Abgasskandal:Die Razzia bei Opel kommt viel zu spät

Die Behörden haben munter bei der Verschleppung des Abgasskandals mitgemacht. Immerhin wachen sie jetzt auf - doch das macht die dreckige Luft auch nicht wieder sauber.

Kommentar von Markus Balser, Berlin

Mehr als drei Jahre liegt der Beginn des größten Umwelt- und Verbraucherskandals der vergangenen Jahre nun schon zurück. Die Autos von fast zwei Dutzend großen Herstellern hielten gesetzliche Abgasgrenzwerte, erlassen zum Schutz von Menschen und Umwelt, im Straßenverkehr nicht ein. Dennoch rollten und rollen noch immer Millionen derartige Fahrzeuge über Europas Straßen. Davon, dass ihre eigenen Autos Grenzwerte um bis zu 1000 Prozent überschreiten, ahnten die Kunden nichts. Die Folgen sind derzeit vielerorts zu spüren. In 65 Städten werden Luft-Grenzwerte überschritten, drohen Fahrverbote für Dieselwagen. In Hamburg gibt es sie bereits. In Stuttgart, Frankfurt und Berlin stehen sie bevor.

Dass Dutzende Ermittler am Montag bei einer Razzia Opel-Büros filzten, zeigt: Die Behörden erhöhen angesichts wachsender Luft-Probleme in den Städten den Druck auf die Industrie. Die Bundesregierung will sich von der größten Branche nicht länger auf der Nase herumtanzen lassen und brachte die Razzia mit einer Anzeige ins Rollen. Die Branche verliert die Unterstützung der Politik, weil fragwürdige Technik offenbar auch in neue Autos eingebaut wurde. Und weil sie beim Beheben der Probleme auf Zeit spielt. Selbst bei den Software-Updates für Motoren, die nur leichte Verbesserungen bringen sollen, hinkt die Branche ihrem Zeitplan meilenweit hinterher. Die Nachrüstung mit Katalysatoren auf eigene Kosten lehnt sie komplett ab.

Schon seit drei Jahren gibt es Hinweise auf Abschalteinrichtungen bei Opel

Verkehrsminister Andreas Scheuer lässt die Industrie nun spüren, dass er auch anders kann.
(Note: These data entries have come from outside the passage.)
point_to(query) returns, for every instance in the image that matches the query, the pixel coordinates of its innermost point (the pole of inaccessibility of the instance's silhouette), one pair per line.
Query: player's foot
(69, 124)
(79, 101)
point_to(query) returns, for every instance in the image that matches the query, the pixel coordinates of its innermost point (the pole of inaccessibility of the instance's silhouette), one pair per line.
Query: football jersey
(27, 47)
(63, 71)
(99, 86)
Das Kraftfahrt-Bundesamt will in den nächsten Tagen 100 000 Fahrzeuge amtlich in die Werkstätten zurückrufen. Die neuen Ermittlungen im Abgas-Skandal machen aber noch mehr klar: Sie zeigen, wie lange die Behörden bei der Verschleppung des Skandals selbst mitmachten. Schon seit drei Jahren sind im Bundesverkehrsministerium Hinweise auf Abschalteinrichtungen bei Opel bekannt. Erst als Anfang des Jahres die fünfte aufflog, wurde es dem Ministerium zu bunt. Das Kraftfahrt-Bundesamt informierte Ermittler - der Verkauf der fragwürdigen Technik ging viel zu lange munter weiter.

Zum Skandal wird damit auch die unfassbar langsame Aufarbeitung der Affäre. Deutschland ist dabei nicht allein. Strafen, Sanktionen, Entschädigungen, Reformen? Die politische Bilanz fällt in ganz Europa beschämend aus. Die Hersteller kommen mit ihren dreisten Mauscheleien der vergangenen Jahre davon. Keine einzige Regierung hat ihre Autohersteller bisher nennenswert belangt.

Am schlimmsten ist: Die eigentliche Wurzel des Übels ist noch immer nicht bekämpft. Das EU-Recht liefert nach wie vor riesige Schlupflöcher für Abgas-Tricks. Seit 2007 sollten die Nationalstaaten zudem Sanktionen einführen, um Tricksereien der Autobauer im Zweifel zu bestrafen. In Deutschland, dem Autobauerland Nummer eins, ist bis heute nichts passiert. Dabei wären wirksame Sanktionen wohl das stärkste Signal, dass es die Politik nun wirklich ernst meint mit ihren Vorgaben. Vor allem die Bundesregierung muss in der Abgasaffäre noch entschiedener umsteuern. Tricks und Vertuschung dürfen nicht länger weitergehen. Schon viel zu lange mauern die Behörden, kommt nur ans Licht, was sich gar nicht mehr verhindern lässt. Die Doppelmoral beim Umweltschutz im Verkehrssektor muss endlich ein Ende haben.